# I think I've got dust in my camera



## kirbyultra (Jul 19, 2010)

I was trying to take some pictures of my iPhone 3GS so I could throw the phone on eBay last night but no matter what I did the pictures kept coming out with these white specks on the picture. I don't think I've ever noticed this thing happening when I take normal photos of the buns in and around the apartment. But I was photographing the iPhone against a black table as background and all of a sudden it seemed like dust was all over my photos. I guess I would have to take some different pictures and make sure that it's not just the tiny contours of the table and the surface of the phone reflecting like crazy because the flash is hitting a glossy black surface... does this sound normal or does it sound like I've got dust in the camera? 

I've had the D5000 only since March. I've never removed the kit lens since the day I put it on and I have a UV filter on it. I wiped the filter with a microfiber cloth, then I took that off and wiped the lens off too.
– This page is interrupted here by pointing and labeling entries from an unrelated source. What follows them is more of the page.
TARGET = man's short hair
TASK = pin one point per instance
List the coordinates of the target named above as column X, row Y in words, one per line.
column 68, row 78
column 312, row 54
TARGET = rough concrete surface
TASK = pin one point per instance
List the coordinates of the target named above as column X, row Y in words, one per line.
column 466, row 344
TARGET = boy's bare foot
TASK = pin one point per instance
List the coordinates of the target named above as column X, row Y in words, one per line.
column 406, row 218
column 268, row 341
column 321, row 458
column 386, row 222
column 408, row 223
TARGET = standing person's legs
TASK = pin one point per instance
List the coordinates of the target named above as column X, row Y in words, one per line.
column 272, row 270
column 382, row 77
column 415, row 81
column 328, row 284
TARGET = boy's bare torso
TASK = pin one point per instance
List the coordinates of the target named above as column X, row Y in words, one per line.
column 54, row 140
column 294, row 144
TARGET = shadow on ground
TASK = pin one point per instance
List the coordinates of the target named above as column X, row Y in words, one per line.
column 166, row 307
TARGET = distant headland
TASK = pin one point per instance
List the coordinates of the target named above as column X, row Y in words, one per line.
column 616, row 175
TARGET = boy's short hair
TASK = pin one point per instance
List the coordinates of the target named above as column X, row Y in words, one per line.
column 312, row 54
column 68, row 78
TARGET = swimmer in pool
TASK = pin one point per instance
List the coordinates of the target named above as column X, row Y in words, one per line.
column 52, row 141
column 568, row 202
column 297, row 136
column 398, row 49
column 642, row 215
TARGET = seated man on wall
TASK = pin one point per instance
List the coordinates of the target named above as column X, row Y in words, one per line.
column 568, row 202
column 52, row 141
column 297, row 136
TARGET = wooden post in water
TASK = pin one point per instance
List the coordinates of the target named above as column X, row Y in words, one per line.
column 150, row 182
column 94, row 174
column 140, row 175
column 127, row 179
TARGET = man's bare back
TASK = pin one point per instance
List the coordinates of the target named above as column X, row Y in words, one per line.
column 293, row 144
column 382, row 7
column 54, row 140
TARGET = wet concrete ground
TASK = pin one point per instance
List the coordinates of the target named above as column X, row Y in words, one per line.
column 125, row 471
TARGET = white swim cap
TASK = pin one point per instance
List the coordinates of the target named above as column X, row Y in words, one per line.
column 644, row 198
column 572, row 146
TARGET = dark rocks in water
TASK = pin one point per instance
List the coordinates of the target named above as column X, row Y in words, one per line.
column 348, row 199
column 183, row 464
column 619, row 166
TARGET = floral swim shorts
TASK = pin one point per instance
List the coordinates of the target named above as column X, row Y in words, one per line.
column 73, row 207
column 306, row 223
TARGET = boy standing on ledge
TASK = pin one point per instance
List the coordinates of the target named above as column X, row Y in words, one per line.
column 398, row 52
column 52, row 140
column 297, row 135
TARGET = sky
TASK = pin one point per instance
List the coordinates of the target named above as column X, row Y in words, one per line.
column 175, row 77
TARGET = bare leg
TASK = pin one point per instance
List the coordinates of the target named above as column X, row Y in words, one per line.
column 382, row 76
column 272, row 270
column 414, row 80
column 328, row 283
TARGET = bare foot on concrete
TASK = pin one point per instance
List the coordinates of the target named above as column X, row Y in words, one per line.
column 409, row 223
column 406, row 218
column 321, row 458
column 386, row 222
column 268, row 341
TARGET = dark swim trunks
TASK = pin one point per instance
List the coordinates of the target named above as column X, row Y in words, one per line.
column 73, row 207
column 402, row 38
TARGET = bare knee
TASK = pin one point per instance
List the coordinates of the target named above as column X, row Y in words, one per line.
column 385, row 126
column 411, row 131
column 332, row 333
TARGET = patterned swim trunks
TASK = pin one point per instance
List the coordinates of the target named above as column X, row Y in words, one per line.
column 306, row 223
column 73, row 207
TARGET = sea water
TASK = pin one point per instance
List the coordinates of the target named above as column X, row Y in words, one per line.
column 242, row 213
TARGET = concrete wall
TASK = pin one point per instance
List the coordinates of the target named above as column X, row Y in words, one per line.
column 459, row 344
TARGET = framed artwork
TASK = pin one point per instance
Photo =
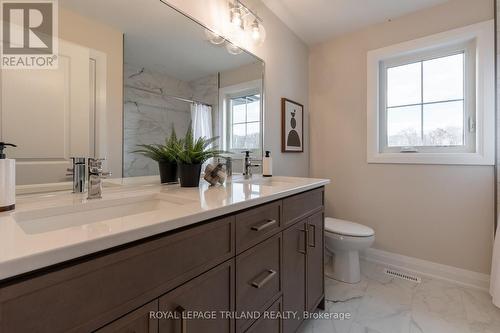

I didn't take the lens off the camera body though, because I'm certain I shouldn't be touching the sensor willy nilly. :?

By the end of the night, I took out my Canon point and shoot to finish the job because every shot with the Nikon was coming out funny. anic:


----------



## MikeScone (Jul 23, 2010)

No, that is not dust. Dust shows black, not white.

I think your instinct is right - you're seeing flash reflections.


----------



## kirbyultra (Aug 5, 2010)

Oops missed your reply, Mike. Thanks! Glad it's not dust. Just an old table


----------